像那麝香,好像是马麝香,一小捏(一克)就要一两多银钱。
你想想,一点儿够干啥的?
还有另外几样三七啥的也可贵,一天四副汤药吊着。
而我们家只为捡回命,也是发现你大哥傻了,稳当后就彻底停药。总不能为救他,我们饿死,这才半个月三十三两。
半个月啊,那你要是想治好呢,这点银钱也就是起个头。”
老百姓活的苦,人命不值钱。
所以满桌子才会拿许老太当亲娘那么疼惜。
因为别看他们一家子干活工钱和外人一样。
可她老姐又让大儿喝上了药,哪个月加一起都一套个三五两。关二秃还给针灸且换药效一样的便宜药呢。累积几个月又是多少。
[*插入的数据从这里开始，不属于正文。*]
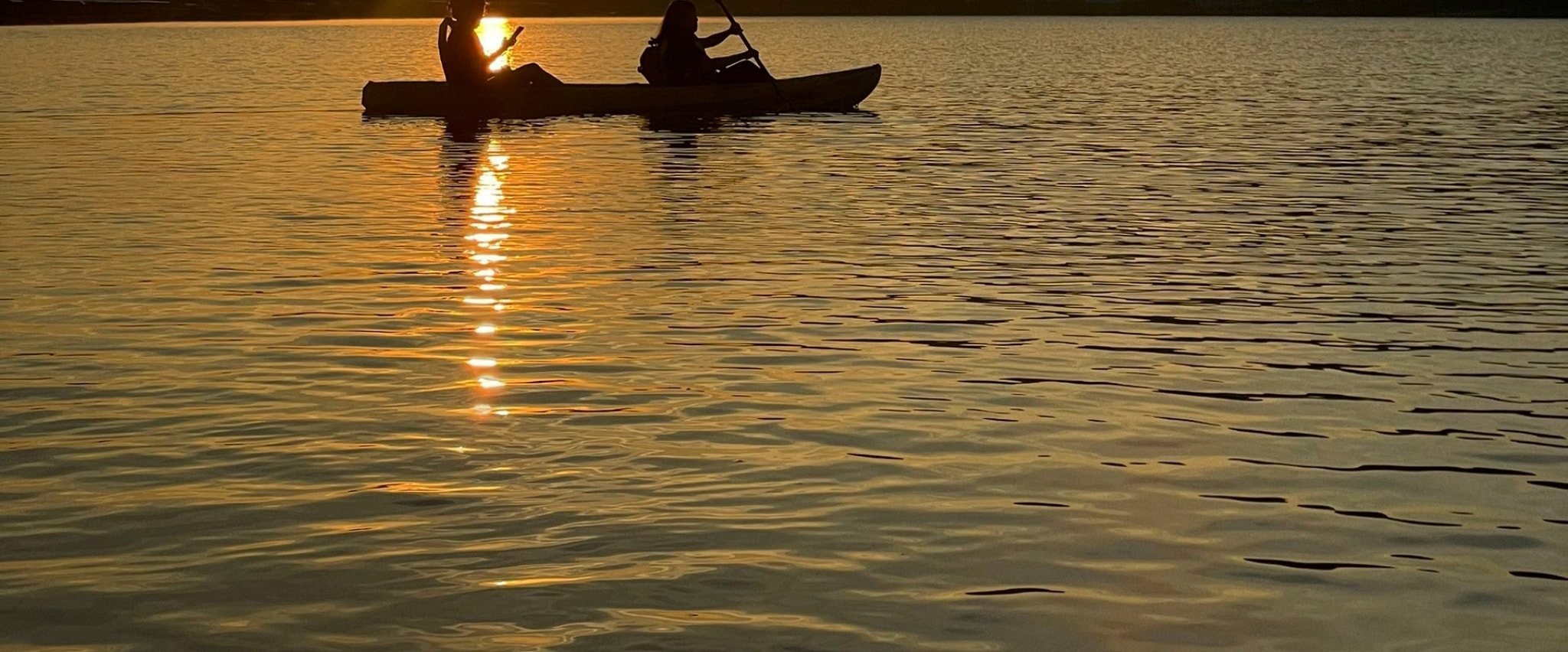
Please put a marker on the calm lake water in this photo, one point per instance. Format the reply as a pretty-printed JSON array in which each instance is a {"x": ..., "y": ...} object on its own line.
[{"x": 1090, "y": 334}]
这全是恩情,她孙子给许家干活都还不完的情意。
所以她也很是担心大房不给她老姐钱。
毕竟你算算这些药钱,可比姑娘家聘礼多得多。
要是想一把治利索,彻底治好招娣等于能买下三头牛车,或是买下两个半死契丫鬟,打死不论那种。
满桌子看一眼于芹娘心想:
甚至运气好,还能买下三个这样便宜的好儿媳。
要不说,有粮还是有本事的小伙。